$M^3EL$: A Multi-task Multi-topic Dataset for Multi-modal Entity Linking
- URL: http://arxiv.org/abs/2410.18096v1
- Date: Tue, 08 Oct 2024 10:52:23 GMT
- Title: $M^3EL$: A Multi-task Multi-topic Dataset for Multi-modal Entity Linking
- Authors: Fang Wang, Shenglin Yin, Xiaoying Bai, Minghao Hu, Tianwei Yan, Yi Liang,
- Abstract summary: We propose a dataset construction pipeline and publish $M3EL$, a large-scale dataset for MEL.
$M3EL$ includes 79,625 instances, covering 9 diverse multi-modal tasks, and 5 different topics.
Our dataset effectively addresses these issues, and the $textitCLIP_textitND$ model fine-tuned with $M3EL$ shows a significant improvement in accuracy.

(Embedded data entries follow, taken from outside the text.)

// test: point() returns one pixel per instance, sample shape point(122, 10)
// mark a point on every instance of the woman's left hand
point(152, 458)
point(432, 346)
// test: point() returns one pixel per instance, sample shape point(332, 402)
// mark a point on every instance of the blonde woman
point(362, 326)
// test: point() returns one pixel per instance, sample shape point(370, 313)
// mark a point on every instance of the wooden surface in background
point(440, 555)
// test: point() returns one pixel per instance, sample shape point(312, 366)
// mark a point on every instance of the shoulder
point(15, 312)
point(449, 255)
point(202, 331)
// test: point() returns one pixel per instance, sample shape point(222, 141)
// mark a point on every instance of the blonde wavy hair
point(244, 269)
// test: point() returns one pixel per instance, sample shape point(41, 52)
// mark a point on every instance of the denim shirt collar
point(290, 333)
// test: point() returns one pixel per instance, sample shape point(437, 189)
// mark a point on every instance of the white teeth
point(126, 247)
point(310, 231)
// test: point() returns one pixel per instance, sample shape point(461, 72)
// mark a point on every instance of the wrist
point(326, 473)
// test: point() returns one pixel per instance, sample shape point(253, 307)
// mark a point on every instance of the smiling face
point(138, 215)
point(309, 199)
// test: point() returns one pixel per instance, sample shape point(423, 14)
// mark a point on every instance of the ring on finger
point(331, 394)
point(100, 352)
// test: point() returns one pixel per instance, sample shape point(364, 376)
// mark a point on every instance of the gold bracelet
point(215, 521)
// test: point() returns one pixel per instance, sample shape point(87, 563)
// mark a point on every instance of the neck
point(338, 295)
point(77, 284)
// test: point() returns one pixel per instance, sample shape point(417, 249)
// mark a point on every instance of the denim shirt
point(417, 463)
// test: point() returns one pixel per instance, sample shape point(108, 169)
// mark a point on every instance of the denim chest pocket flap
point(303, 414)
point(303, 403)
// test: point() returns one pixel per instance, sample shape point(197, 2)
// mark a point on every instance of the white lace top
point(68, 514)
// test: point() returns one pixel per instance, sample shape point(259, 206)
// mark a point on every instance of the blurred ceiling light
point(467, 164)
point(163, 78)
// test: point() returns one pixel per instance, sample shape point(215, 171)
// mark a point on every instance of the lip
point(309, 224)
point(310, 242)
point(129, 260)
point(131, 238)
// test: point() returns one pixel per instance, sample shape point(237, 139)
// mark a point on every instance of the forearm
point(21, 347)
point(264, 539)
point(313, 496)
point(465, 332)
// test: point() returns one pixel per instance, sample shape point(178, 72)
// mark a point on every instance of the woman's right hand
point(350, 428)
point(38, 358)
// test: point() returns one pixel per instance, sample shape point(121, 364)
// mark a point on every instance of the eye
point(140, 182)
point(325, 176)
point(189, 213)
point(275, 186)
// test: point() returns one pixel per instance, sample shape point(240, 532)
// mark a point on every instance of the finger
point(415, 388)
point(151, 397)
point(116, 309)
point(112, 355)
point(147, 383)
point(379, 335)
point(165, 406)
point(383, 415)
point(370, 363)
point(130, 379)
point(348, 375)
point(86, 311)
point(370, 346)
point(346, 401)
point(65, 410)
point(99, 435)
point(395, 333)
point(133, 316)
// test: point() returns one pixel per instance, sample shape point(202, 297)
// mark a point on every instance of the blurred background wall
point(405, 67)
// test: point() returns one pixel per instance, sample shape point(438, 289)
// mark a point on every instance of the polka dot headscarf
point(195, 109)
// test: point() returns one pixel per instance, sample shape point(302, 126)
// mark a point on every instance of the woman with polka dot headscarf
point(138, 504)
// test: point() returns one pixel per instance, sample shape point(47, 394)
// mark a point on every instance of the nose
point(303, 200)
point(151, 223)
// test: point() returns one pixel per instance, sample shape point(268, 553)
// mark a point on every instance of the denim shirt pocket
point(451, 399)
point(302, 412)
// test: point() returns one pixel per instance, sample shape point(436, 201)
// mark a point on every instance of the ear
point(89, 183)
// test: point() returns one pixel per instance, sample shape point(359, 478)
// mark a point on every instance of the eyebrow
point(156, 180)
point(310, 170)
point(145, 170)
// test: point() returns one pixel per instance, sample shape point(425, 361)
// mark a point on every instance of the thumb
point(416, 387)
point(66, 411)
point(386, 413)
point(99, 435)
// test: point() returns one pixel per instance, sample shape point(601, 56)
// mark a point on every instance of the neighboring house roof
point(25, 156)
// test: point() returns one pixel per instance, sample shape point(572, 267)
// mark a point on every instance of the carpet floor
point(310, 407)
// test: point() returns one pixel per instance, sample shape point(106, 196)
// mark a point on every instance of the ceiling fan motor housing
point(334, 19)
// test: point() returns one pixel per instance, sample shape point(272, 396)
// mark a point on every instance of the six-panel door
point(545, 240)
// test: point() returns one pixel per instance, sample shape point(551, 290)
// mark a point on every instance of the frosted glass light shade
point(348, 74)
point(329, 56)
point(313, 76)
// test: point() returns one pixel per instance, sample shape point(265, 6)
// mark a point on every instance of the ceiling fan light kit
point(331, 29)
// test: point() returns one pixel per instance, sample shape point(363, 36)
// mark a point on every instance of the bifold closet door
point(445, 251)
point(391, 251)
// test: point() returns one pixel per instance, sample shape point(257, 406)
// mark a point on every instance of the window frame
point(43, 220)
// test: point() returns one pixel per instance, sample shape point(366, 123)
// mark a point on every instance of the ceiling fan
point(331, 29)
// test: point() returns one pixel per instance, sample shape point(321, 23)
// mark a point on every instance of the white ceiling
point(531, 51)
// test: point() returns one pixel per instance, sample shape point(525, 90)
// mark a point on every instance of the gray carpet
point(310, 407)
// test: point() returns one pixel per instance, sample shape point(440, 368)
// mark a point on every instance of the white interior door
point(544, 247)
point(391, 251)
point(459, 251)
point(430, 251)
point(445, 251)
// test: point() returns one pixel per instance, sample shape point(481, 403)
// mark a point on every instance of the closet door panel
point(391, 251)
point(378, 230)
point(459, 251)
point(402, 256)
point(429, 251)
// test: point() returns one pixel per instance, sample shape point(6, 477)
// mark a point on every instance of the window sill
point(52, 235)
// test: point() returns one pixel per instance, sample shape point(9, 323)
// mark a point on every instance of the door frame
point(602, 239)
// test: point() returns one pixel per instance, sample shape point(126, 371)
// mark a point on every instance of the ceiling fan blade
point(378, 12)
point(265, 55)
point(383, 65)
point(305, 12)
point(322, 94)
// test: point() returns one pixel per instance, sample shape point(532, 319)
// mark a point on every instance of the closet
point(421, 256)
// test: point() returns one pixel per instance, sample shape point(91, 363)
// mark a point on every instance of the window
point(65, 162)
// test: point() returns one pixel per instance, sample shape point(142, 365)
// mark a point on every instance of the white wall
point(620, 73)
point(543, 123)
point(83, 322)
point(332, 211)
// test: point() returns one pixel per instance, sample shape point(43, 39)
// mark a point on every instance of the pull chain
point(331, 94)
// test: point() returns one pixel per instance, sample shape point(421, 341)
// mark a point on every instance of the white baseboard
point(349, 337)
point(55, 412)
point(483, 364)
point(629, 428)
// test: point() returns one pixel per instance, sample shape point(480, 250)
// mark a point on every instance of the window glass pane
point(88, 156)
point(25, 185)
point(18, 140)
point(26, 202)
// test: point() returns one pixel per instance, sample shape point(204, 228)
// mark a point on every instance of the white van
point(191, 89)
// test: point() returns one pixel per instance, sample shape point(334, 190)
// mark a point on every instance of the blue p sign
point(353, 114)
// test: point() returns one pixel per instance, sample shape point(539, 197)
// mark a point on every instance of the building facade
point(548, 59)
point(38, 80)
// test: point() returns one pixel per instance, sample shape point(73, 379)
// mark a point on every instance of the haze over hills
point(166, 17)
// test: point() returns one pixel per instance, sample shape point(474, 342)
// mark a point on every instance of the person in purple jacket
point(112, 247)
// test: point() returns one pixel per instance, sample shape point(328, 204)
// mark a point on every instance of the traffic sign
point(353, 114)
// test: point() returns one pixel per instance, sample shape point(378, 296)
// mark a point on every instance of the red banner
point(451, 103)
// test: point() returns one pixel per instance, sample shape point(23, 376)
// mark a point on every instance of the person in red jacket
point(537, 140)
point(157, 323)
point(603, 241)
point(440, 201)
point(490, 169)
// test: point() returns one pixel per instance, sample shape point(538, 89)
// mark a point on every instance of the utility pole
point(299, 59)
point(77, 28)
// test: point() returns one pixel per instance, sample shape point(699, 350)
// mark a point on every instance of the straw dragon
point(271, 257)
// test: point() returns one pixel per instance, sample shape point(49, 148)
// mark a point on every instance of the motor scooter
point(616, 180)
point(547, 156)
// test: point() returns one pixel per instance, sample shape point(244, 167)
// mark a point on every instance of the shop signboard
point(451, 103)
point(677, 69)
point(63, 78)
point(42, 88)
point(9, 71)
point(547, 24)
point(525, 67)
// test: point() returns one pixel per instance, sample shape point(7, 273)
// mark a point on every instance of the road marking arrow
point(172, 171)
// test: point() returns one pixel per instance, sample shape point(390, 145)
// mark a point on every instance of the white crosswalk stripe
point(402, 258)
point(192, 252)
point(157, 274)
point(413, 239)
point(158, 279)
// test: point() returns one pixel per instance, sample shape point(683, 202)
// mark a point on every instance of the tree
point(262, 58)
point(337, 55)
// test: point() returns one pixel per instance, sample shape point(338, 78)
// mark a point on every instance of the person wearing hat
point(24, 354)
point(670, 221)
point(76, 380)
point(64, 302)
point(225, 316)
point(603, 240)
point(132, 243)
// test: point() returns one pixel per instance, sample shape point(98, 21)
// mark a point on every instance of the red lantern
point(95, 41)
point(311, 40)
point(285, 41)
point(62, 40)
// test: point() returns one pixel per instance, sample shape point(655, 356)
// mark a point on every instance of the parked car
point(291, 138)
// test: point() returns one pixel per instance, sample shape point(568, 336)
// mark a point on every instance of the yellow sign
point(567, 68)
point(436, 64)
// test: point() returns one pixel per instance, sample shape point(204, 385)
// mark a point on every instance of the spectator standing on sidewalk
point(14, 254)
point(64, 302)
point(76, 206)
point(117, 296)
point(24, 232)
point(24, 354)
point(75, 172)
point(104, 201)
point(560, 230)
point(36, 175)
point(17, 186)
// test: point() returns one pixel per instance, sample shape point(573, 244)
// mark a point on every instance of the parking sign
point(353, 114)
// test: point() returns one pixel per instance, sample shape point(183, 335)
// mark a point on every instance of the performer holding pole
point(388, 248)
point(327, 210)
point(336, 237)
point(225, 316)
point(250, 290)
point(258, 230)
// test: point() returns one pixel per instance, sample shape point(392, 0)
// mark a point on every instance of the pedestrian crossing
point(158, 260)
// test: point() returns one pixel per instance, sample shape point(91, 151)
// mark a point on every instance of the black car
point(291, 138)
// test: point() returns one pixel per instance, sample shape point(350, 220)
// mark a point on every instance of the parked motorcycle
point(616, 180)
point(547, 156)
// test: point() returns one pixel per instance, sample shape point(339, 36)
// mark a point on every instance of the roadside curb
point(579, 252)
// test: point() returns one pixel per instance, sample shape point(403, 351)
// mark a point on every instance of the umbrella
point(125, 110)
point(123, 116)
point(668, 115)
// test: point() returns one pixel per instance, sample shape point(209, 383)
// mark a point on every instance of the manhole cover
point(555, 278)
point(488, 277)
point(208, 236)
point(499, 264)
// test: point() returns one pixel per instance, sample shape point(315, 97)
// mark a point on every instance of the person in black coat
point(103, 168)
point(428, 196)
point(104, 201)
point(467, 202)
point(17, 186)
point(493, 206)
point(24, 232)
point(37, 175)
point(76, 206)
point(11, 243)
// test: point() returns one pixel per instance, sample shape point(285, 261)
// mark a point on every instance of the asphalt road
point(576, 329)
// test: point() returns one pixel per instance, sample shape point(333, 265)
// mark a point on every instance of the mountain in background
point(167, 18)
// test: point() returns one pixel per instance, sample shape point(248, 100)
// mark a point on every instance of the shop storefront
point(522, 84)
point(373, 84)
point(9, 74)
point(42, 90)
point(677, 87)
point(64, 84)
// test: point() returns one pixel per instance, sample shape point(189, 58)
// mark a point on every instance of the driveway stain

- Score: 11.334577756093923
- License:
- Abstract: Multi-modal Entity Linking (MEL) is a fundamental component for various downstream tasks. However, existing MEL datasets suffer from small scale, scarcity of topic types and limited coverage of tasks, making them incapable of effectively enhancing the entity linking capabilities of multi-modal models. To address these obstacles, we propose a dataset construction pipeline and publish $M^3EL$, a large-scale dataset for MEL. $M^3EL$ includes 79,625 instances, covering 9 diverse multi-modal tasks, and 5 different topics. In addition, to further improve the model's adaptability to multi-modal tasks, We propose a modality-augmented training strategy. Utilizing $M^3EL$ as a corpus, train the $\textit{CLIP}_{\textit{ND}}$ model based on $\textit{CLIP} (\textit{ViT}-\textit{B}-\textit{32})$, and conduct a comparative analysis with an existing multi-modal baselines. Experimental results show that the existing models perform far below expectations (ACC of 49.4%-75.8%), After analysis, it was obtained that small dataset sizes, insufficient modality task coverage, and limited topic diversity resulted in poor generalisation of multi-modal models. Our dataset effectively addresses these issues, and the $\textit{CLIP}_{\textit{ND}}$ model fine-tuned with $M^3EL$ shows a significant improvement in accuracy, with an average improvement of 9.3% to 25% across various tasks. Our dataset is available at https://anonymous.4open.science/r/M3EL.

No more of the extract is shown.